Barrington, U.S. Pat. No. 4,060,140 discloses an arrangement for preventing a buildup of cuttings or debris in underwater oil wells. During drilling, cuttings from the bottom of the well are carried therefrom in a drilling mud solution which is pumped downwardly through the tubular drill string and circulated upwardly in the annulus between the drill string and the borehole, wellhead assembly and riser pipe string to the water surface. These cuttings and other debris from the bottom of the well can be delivered to the water surface provided the proper fluid velocity, mud weight and annulus areas are compatible.
However, when the annulus area between the outer diameter of the drill string and the inner diameter of the riser pipe string is very large in comparison to the annulus between the exterior of the drill string and the wall of the borehole and inner surfaces of the wellhead assembly, the drilling mud can lose the desired velocity or flow rate in the annulus between the drill string and the riser pipe necessary to convey the cuttings and debris upwardly through the riser pipe string to the water surface for removal from the drilling mud.

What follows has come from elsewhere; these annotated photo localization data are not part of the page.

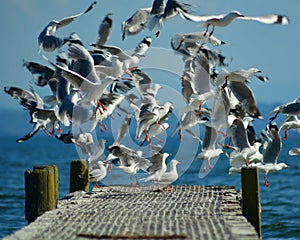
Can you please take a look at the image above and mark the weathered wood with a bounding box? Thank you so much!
[241,167,261,237]
[25,165,58,223]
[70,160,89,193]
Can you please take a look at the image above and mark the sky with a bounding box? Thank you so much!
[1,0,300,112]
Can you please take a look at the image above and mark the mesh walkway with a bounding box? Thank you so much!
[4,185,258,240]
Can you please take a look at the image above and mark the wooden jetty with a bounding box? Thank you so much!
[3,162,260,239]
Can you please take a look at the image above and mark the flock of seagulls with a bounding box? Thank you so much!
[4,1,297,190]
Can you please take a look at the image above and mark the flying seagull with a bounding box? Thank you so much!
[180,10,289,36]
[38,1,96,52]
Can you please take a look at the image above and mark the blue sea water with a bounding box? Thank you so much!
[1,105,300,239]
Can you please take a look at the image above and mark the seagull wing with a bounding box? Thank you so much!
[147,152,164,173]
[192,52,211,95]
[49,61,96,92]
[263,129,282,164]
[23,60,55,87]
[241,14,289,25]
[228,82,262,119]
[202,125,218,150]
[179,11,225,22]
[57,2,97,29]
[95,13,113,47]
[151,0,165,15]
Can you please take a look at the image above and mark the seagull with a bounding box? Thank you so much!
[219,67,268,89]
[136,103,161,141]
[38,1,97,52]
[96,36,152,73]
[270,96,300,121]
[122,8,151,40]
[91,92,125,131]
[108,145,151,186]
[140,151,170,191]
[278,115,300,140]
[71,133,107,163]
[45,55,116,108]
[154,159,181,191]
[288,147,300,156]
[89,161,108,188]
[175,110,208,142]
[180,10,289,36]
[148,0,191,37]
[172,32,226,49]
[226,118,260,167]
[196,123,223,173]
[252,122,287,187]
[4,86,60,142]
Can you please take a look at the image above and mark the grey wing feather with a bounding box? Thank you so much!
[57,2,97,28]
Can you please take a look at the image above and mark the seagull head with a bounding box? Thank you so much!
[230,11,245,18]
[249,67,262,74]
[170,159,181,166]
[279,163,289,169]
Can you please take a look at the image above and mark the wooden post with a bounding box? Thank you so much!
[25,165,58,223]
[70,160,89,193]
[241,167,261,238]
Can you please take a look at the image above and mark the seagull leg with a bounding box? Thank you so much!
[202,161,207,173]
[196,101,203,116]
[283,129,289,140]
[176,40,183,50]
[43,128,51,137]
[139,129,151,146]
[114,109,122,117]
[135,175,140,186]
[98,123,103,132]
[155,31,160,38]
[168,185,175,192]
[128,66,138,71]
[222,76,228,89]
[208,159,213,170]
[121,77,133,80]
[130,175,134,187]
[153,136,164,143]
[97,100,107,111]
[217,130,227,137]
[157,182,161,191]
[203,24,210,36]
[58,127,63,134]
[269,112,278,121]
[264,174,270,187]
[178,129,183,142]
[209,26,215,36]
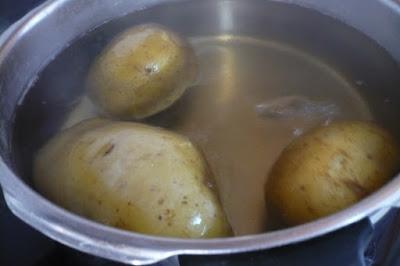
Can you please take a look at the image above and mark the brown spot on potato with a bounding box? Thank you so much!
[367,153,373,160]
[332,181,341,188]
[158,215,162,221]
[114,219,127,229]
[158,198,164,205]
[341,179,368,197]
[101,143,115,157]
[145,65,154,74]
[300,185,306,192]
[182,200,188,205]
[338,148,351,158]
[306,205,317,215]
[163,209,176,223]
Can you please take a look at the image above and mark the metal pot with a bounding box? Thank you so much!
[1,0,400,265]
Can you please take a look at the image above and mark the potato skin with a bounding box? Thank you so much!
[34,119,231,238]
[86,24,197,120]
[266,121,400,226]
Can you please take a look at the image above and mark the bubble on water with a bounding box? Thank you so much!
[255,95,341,137]
[355,80,365,86]
[292,127,304,136]
[255,95,340,120]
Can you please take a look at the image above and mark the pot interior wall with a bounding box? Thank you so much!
[11,0,400,235]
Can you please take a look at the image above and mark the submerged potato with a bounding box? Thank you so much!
[34,119,231,238]
[86,23,197,119]
[266,121,400,226]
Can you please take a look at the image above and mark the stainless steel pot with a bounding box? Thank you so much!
[1,0,400,265]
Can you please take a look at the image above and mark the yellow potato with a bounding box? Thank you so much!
[266,121,400,226]
[86,23,197,119]
[34,119,231,238]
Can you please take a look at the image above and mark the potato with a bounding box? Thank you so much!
[266,121,400,226]
[33,119,231,238]
[86,24,197,120]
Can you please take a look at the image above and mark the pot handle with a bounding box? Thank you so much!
[178,219,373,266]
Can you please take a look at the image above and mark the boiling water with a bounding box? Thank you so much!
[62,35,372,235]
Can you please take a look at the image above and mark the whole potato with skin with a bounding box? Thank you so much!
[86,23,197,120]
[34,119,231,238]
[266,121,400,226]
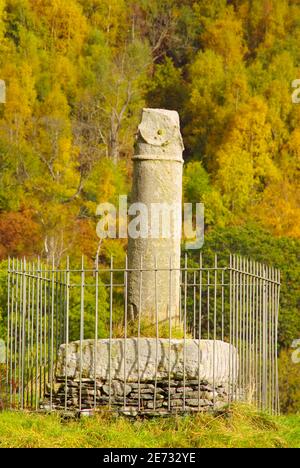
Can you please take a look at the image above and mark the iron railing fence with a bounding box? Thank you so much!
[2,254,281,415]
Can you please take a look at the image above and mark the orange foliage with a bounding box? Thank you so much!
[0,210,42,260]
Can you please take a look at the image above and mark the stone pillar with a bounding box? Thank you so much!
[128,108,184,324]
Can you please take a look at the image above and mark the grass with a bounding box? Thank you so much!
[0,405,299,448]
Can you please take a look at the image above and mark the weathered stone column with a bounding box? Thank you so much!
[128,108,184,324]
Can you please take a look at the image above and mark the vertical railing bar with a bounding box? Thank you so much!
[137,256,142,412]
[109,256,113,409]
[265,265,269,412]
[179,269,182,324]
[59,270,63,349]
[50,256,55,411]
[39,261,45,401]
[272,266,276,414]
[60,269,64,338]
[256,261,260,409]
[183,253,188,412]
[15,259,19,408]
[94,253,99,410]
[123,255,128,410]
[245,259,250,402]
[241,255,245,403]
[45,261,50,400]
[207,269,210,340]
[137,255,143,411]
[249,260,253,405]
[275,269,280,415]
[266,266,272,413]
[253,260,257,408]
[9,258,15,408]
[64,257,70,412]
[252,261,255,407]
[234,255,238,402]
[228,254,233,405]
[272,267,276,414]
[14,258,19,409]
[274,267,278,415]
[39,261,43,404]
[268,266,272,413]
[213,254,217,409]
[12,259,15,409]
[273,267,277,414]
[6,258,11,406]
[253,261,257,406]
[168,255,172,412]
[199,252,202,341]
[154,256,159,411]
[271,266,275,414]
[35,257,40,411]
[18,258,23,409]
[270,267,274,414]
[254,261,259,409]
[26,260,31,409]
[198,252,202,411]
[242,257,246,402]
[253,261,257,409]
[231,255,236,404]
[79,256,85,412]
[45,263,48,401]
[221,268,225,342]
[193,271,196,338]
[259,263,263,410]
[55,266,59,364]
[236,256,240,404]
[262,264,267,411]
[30,262,35,409]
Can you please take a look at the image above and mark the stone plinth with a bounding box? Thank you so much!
[56,338,238,384]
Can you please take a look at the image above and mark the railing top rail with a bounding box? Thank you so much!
[8,254,281,285]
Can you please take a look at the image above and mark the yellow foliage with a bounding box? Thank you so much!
[202,8,248,65]
[253,179,300,239]
[30,0,88,53]
[216,97,280,215]
[0,0,6,39]
[80,0,127,47]
[0,62,36,142]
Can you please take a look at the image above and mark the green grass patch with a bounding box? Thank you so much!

Accordingly, to alleviate this problem, Barrington purposes a drilling tool in the form of a primary tubular member having an internal diameter a predetermined amount greater than the external diameter of a drill string which is run downwardly through a conventional riser pipe string and underwater wellhead assembly. The drilling tool includes an external shoulder formed on the lower end portion thereof for engagement with a corresponding internal shoulder at the juncture of the riser pipe string and the wellhead assembly for supporting the tool independently of the drill string. The tool includes a second tubular member connected at its lower end to the lower end of the primary tubular member. An annular space, open at its upper end, is thus provided between the two tubular members of the tool for trapping cuttings and debris which may settle out from circulating or non-circulating mud in the annulus between the drill string and the riser pipe string above the tool. The tool is adapted to be retrieved with the drill string upwardly through the riser pipe string to the water surface where any cuttings and debris trapped therein can be disposed of without falling back to the bottom of the borehole. Accordingly, although this patent is concerned with a problem similar to that addressed by the present invention, the proposed solution is quite different from that disclosed and taught herein.